Reviews | Signs of climate change in my own backyard



Every afternoon, our young red-tailed hawk comes back to the neighborhood crying while flying. He’s been crying for so long that at least one blue jay has learned to copy him. I saw a blue jay make an imitation hawk appeal to rid a bird feeder of its rivals, but I took all my seed feeders apart weeks ago. This jay appears to be primarily entertained, calling out desperate baby hawk cries, just for the fun of it.

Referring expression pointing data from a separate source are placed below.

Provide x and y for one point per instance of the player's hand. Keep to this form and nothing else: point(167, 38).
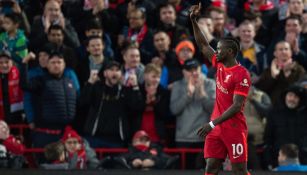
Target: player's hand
point(204, 130)
point(195, 11)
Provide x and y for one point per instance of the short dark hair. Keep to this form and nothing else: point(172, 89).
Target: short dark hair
point(15, 17)
point(53, 151)
point(143, 12)
point(290, 150)
point(232, 43)
point(129, 45)
point(90, 38)
point(165, 5)
point(295, 17)
point(155, 32)
point(94, 23)
point(216, 9)
point(55, 27)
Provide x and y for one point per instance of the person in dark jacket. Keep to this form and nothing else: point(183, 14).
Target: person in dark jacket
point(39, 70)
point(109, 103)
point(95, 61)
point(138, 32)
point(167, 23)
point(54, 99)
point(52, 15)
point(155, 105)
point(143, 154)
point(288, 159)
point(287, 123)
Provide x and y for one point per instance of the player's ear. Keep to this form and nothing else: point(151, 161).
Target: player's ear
point(230, 51)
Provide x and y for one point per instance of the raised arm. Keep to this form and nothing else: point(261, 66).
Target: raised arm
point(200, 38)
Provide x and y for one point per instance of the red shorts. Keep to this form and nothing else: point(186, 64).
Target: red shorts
point(220, 143)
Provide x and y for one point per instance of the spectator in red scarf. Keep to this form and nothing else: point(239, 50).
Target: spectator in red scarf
point(11, 144)
point(76, 146)
point(11, 96)
point(55, 155)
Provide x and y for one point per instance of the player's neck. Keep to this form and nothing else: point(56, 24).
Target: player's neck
point(230, 63)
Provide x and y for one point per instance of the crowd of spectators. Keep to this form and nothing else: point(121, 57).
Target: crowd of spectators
point(86, 74)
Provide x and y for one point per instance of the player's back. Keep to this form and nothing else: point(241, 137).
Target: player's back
point(230, 81)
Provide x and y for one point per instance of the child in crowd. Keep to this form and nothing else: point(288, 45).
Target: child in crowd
point(75, 146)
point(13, 39)
point(143, 154)
point(55, 156)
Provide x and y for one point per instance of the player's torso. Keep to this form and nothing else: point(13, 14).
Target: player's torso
point(226, 81)
point(225, 84)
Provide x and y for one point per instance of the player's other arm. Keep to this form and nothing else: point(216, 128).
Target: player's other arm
point(200, 38)
point(238, 101)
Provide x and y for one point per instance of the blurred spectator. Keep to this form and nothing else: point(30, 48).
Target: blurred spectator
point(263, 35)
point(162, 53)
point(132, 68)
point(102, 10)
point(56, 37)
point(78, 149)
point(283, 72)
point(206, 24)
point(11, 144)
point(288, 8)
point(218, 16)
point(182, 11)
point(192, 100)
point(155, 106)
point(164, 56)
point(185, 50)
point(138, 32)
point(143, 154)
point(40, 70)
point(55, 156)
point(293, 35)
point(269, 13)
point(11, 95)
point(54, 99)
point(11, 149)
point(124, 9)
point(15, 6)
point(94, 28)
point(95, 60)
point(252, 55)
point(167, 16)
point(288, 159)
point(304, 22)
point(52, 15)
point(257, 105)
point(287, 124)
point(109, 103)
point(13, 39)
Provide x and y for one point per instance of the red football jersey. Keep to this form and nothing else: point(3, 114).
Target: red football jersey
point(230, 81)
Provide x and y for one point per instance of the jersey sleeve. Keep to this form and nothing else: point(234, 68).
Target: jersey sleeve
point(243, 83)
point(214, 61)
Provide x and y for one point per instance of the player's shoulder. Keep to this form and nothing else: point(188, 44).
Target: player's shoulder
point(241, 71)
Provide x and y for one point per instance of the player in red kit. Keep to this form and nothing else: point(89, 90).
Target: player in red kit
point(226, 133)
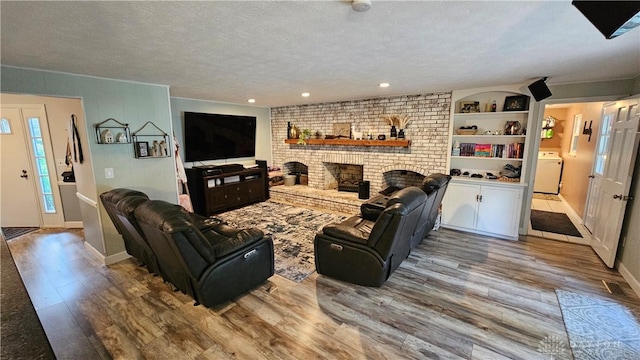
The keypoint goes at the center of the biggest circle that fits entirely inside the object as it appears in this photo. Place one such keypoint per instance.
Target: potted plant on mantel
(401, 121)
(304, 136)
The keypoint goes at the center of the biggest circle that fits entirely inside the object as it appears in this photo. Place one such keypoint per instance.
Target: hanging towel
(77, 146)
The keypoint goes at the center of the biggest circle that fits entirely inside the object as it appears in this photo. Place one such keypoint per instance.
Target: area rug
(599, 328)
(21, 333)
(292, 230)
(558, 223)
(14, 232)
(551, 197)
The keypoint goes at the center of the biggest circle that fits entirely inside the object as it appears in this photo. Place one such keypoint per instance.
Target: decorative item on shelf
(342, 130)
(512, 127)
(304, 136)
(469, 106)
(467, 130)
(516, 103)
(159, 142)
(107, 136)
(294, 133)
(116, 133)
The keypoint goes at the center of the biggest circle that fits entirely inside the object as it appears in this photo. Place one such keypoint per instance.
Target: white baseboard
(633, 282)
(106, 260)
(73, 224)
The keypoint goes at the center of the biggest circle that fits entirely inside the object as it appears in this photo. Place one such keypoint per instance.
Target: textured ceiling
(273, 51)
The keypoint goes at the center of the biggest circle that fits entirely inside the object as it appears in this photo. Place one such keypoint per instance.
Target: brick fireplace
(381, 166)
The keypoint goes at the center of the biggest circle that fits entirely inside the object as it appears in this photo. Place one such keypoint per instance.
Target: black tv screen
(218, 136)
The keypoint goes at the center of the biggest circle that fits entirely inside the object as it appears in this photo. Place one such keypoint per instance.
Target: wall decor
(516, 103)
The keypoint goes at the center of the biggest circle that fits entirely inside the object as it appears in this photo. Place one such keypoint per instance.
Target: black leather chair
(366, 249)
(211, 262)
(120, 204)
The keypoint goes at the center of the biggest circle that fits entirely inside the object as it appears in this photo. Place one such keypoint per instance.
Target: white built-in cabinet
(482, 205)
(483, 208)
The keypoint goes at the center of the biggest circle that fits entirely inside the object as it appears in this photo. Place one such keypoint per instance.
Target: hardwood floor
(457, 296)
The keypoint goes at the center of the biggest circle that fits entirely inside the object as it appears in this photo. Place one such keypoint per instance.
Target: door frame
(46, 219)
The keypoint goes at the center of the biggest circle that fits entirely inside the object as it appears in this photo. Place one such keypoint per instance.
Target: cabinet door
(459, 206)
(499, 210)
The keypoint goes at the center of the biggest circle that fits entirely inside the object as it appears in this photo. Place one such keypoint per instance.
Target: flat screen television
(218, 136)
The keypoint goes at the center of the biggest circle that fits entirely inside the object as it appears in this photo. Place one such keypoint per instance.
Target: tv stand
(215, 193)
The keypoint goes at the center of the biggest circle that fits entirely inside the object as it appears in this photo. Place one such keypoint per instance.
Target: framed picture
(469, 106)
(516, 103)
(142, 149)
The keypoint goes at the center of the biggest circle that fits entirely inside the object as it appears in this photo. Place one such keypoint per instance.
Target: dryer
(548, 172)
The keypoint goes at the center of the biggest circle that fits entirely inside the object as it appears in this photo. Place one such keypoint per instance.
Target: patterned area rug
(292, 230)
(14, 232)
(599, 328)
(546, 197)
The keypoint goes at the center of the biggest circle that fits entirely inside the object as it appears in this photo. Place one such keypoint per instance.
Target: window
(577, 120)
(37, 142)
(603, 143)
(5, 126)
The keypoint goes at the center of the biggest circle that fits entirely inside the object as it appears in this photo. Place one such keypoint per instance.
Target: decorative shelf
(112, 131)
(351, 142)
(151, 145)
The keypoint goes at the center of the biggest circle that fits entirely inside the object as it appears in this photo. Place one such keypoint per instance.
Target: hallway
(558, 205)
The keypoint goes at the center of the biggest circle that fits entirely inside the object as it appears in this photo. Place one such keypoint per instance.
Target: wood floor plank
(457, 296)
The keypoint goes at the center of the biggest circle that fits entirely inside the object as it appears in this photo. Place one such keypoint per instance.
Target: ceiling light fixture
(361, 5)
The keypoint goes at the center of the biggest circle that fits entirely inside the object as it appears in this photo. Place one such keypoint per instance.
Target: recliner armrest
(345, 232)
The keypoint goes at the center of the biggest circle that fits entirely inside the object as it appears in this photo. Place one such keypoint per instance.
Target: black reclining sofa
(367, 248)
(210, 261)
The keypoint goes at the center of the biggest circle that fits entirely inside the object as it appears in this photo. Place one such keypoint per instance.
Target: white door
(499, 210)
(460, 206)
(621, 150)
(18, 196)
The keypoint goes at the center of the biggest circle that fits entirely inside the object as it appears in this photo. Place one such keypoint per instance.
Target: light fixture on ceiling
(361, 5)
(539, 89)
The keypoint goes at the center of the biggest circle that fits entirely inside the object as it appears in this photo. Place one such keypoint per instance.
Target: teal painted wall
(128, 102)
(263, 124)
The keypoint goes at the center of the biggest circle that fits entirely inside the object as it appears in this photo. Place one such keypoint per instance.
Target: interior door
(620, 148)
(18, 199)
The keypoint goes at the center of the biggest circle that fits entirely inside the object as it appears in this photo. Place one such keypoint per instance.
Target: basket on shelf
(466, 131)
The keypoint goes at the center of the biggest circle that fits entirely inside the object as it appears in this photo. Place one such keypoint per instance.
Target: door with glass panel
(29, 194)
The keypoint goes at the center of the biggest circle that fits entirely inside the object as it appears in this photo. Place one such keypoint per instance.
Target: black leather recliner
(365, 249)
(211, 262)
(434, 185)
(120, 204)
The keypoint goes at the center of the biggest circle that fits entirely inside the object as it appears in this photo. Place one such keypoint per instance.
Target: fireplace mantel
(351, 142)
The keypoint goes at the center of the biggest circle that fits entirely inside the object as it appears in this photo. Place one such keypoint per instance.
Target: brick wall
(428, 132)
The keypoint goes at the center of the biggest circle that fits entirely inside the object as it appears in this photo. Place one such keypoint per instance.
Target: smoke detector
(361, 5)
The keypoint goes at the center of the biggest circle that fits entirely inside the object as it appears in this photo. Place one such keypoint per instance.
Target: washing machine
(548, 172)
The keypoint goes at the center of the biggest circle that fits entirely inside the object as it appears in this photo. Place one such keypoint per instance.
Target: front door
(620, 146)
(18, 197)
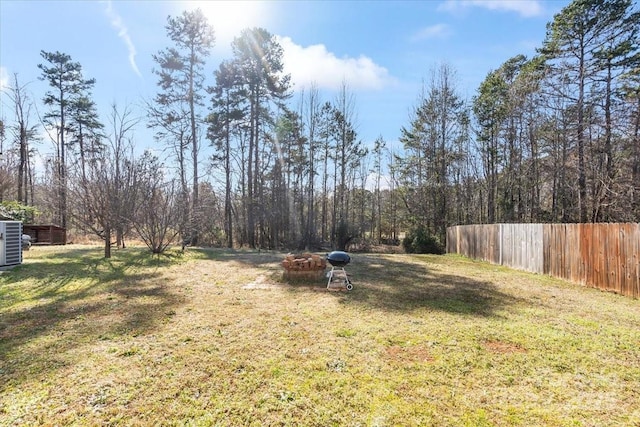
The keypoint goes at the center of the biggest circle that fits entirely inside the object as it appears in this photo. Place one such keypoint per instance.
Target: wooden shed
(46, 234)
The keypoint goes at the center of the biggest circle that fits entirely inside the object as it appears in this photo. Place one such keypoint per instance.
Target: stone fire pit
(304, 266)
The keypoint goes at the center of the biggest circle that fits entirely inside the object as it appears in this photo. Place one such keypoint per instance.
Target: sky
(384, 51)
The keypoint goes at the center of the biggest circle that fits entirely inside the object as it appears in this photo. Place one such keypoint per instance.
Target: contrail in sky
(118, 24)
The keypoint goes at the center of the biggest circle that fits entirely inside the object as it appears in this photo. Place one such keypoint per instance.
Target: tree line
(552, 138)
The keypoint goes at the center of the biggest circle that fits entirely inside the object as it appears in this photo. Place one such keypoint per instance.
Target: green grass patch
(421, 340)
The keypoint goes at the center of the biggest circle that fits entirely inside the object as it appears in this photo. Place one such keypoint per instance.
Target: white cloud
(434, 31)
(315, 64)
(123, 33)
(526, 8)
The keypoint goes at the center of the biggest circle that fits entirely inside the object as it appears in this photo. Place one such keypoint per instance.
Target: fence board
(603, 256)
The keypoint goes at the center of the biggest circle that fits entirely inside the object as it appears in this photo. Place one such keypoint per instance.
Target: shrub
(419, 241)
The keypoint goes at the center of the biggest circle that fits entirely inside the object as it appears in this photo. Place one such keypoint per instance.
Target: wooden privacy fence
(603, 256)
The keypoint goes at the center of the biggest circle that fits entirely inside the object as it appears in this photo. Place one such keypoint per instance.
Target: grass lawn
(214, 337)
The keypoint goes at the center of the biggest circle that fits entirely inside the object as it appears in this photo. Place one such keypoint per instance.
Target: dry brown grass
(214, 337)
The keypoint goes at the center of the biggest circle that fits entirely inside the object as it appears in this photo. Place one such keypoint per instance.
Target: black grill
(338, 258)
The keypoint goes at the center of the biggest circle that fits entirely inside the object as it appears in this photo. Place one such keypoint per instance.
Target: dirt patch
(413, 354)
(502, 347)
(262, 282)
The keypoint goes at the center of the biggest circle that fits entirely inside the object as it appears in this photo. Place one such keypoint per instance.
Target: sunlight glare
(229, 18)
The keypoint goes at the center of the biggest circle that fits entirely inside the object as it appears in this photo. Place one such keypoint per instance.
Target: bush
(419, 241)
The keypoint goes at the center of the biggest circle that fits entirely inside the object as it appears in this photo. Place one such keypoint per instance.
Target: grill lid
(338, 258)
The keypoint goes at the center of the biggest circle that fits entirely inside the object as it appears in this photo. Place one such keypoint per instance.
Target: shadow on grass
(385, 283)
(58, 302)
(388, 282)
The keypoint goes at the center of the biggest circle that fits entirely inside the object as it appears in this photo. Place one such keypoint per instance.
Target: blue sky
(384, 50)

I took my feeders apart because I don’t need them at this time of year. Withered zinnias and coneflowers and black-eyed Susans provide plenty of seeds, and beauty berries, arrowwood berries, and pokeweed berries are also ripe now. They feed all of our resident birds and all the migrants that light up in these trees on their long journey. Soon the acorns will be ripe, and the cones of eastern red cedar and the berries of American holly – enough for the squirrels and everyone.

I especially like blueberries, which I haven’t planted. The pokeweed seeds are planted by birds, falling to the ground in their droppings. I have two stands of polka dot plants, and they are beautiful, with magenta limbs and 10 feet tall. Blueberries attract chicks that haven’t quite figured out capturing insects yet, but almost all backyard songbirds help themselves from time to time, and hummingbirds that fatten for their own migration find pokeweed branches a convenient perch above nectar feeders.

Already, the fall wildflowers are starting to bloom. The goldenrod throws its yellow feathers into the air; ironweed and asters purple fields and roadsides; the snake root covers the undergrowth of the forest; The flowers of anise, hyssop and elephant’s foot call the bees to the naturalized side of our yard. All of them feed the insects that feed birds that need fuel for migration or to survive the winter at home.

Not everyone will survive. A basilica weaver spider has built its cathedral in front of our front door. Her web has been pounded by the rains over and over again, but her pearly egg sacks, all chained to each other, are safe. Every day I check them to be sure, and every day their mother watches me suspiciously while I check.

She’ll keep them faithfully until her death, and the last thing she’ll do is secure the guy ropes they’ll need to guide them when they pop out of their bags next spring. I’ve never seen the translucent spiders emerge to run along these strands to safe shelter, but I’ll watch when the time comes. Still hoping.

Margaret Renkl, an Opinion writer, is the author of the books “Late Migrations: A Natural History of Love and Loss” and “Graceland, at Last: Notes on Hope and Heartache From the American South”.